Hello James,
3 lines is the bare minimum for order=2, you should include as much as possible!
3 lines also won't determine any error, RMS will always be "too nice" with (order+1).
Avoid such a condition whenever possible, and try to include as many lines adding one by one, till RMS doesn't jump suddenly! (a little combinatoric game, to include lines one by one from an external library, and experiment which makes the RMS wrong, of course works above order+2 lines only, wide spread evenly on the chip)
Your chip is bigger than mine, so you'll have even more usable lines. The more lines you add, you improve RV measurement quality the more (can't check visually)!
After some practice (and first hard effort), it will be reusable.
Here is my ISIS log snippet for the 5 lines (cal file already posted):
Wavelength fitting error
Line #1 x = 200.761 lambda = 4847.810 dlambda = 0.000
Line #2 x = 409.623 lambda = 4879.864 dlambda = -0.001
Line #3 x = 469.678 lambda = 4889.042 dlambda = 0.001
Line #4 x = 572.785 lambda = 4904.752 dlambda = 0.000
Line #5 x = 760.454 lambda = 4933.209 dlambda = 0.000
--------------------------------------------------------------------------
Wavelength file : C:\csill\428exm\20170401_lhires\g2400\30_bfcyg_Hb35\calib\g2400_Hb_after.lst
Coefficient a4 : 0.000000E00
Coefficient a3 : 0.000000E00
Coefficient a2 : -2.547079E-06
Coefficient a1 : 0.15504
Coefficient a0 : 4816.633
--------------------------------------------------------------------------
RMS : 0.001079
2400/mm grating, 35 micron slit, internal Ar/Ne bulb.
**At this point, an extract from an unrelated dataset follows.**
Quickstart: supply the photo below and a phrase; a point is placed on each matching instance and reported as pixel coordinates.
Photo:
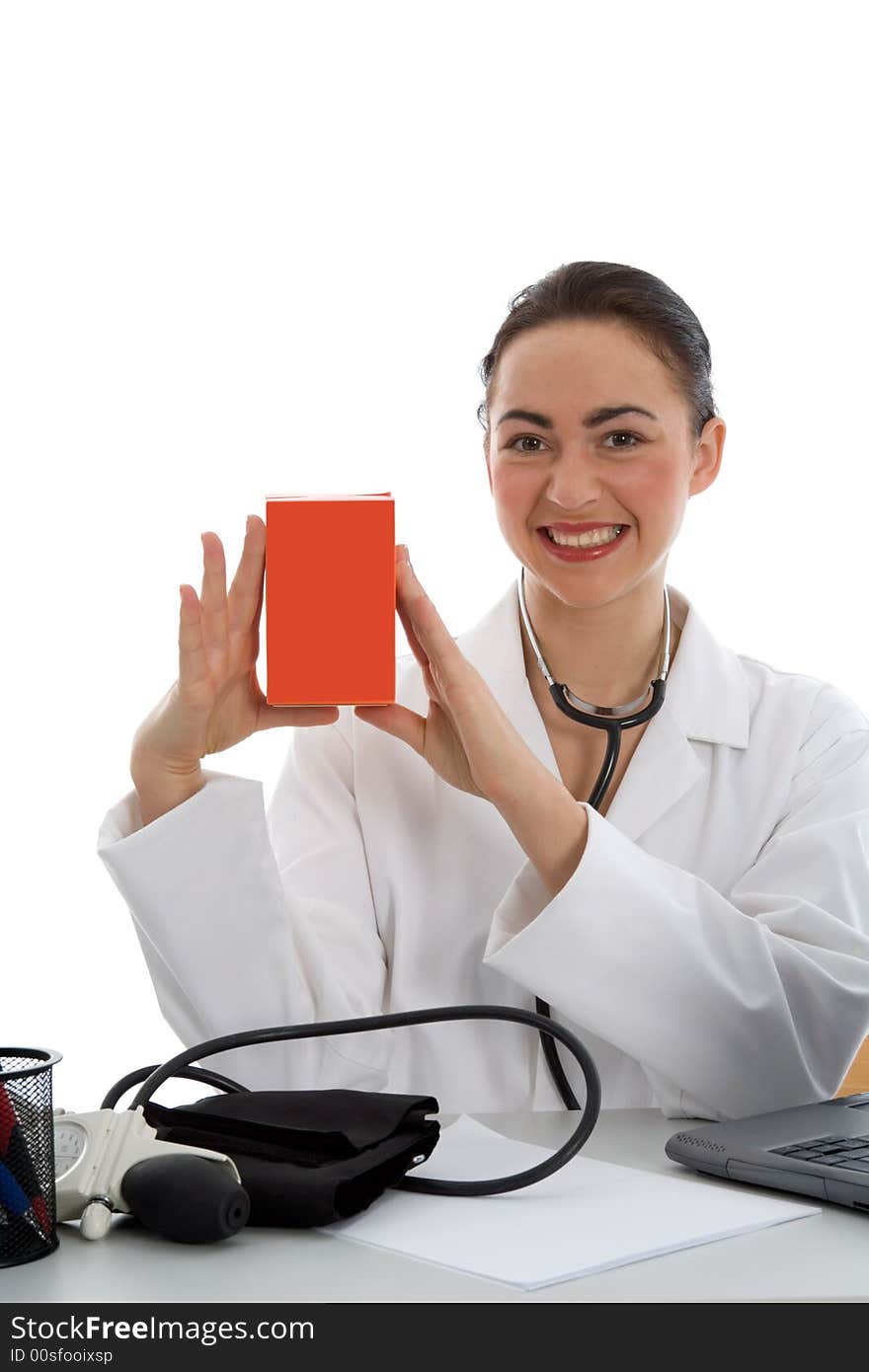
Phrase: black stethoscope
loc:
(614, 720)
Here is my selection of the 4879.864 line (1 x 20 seconds shot):

- cal_select.gif (51.42 KiB) Viewed 7717 times
My firm knowledge about tellurics, that we amateurs by default should never ever remove it from the final spectrum for a database (no chance for perfection unless taking a very good quality ref.star dedicated just only for tellurics), unless requested explicitly.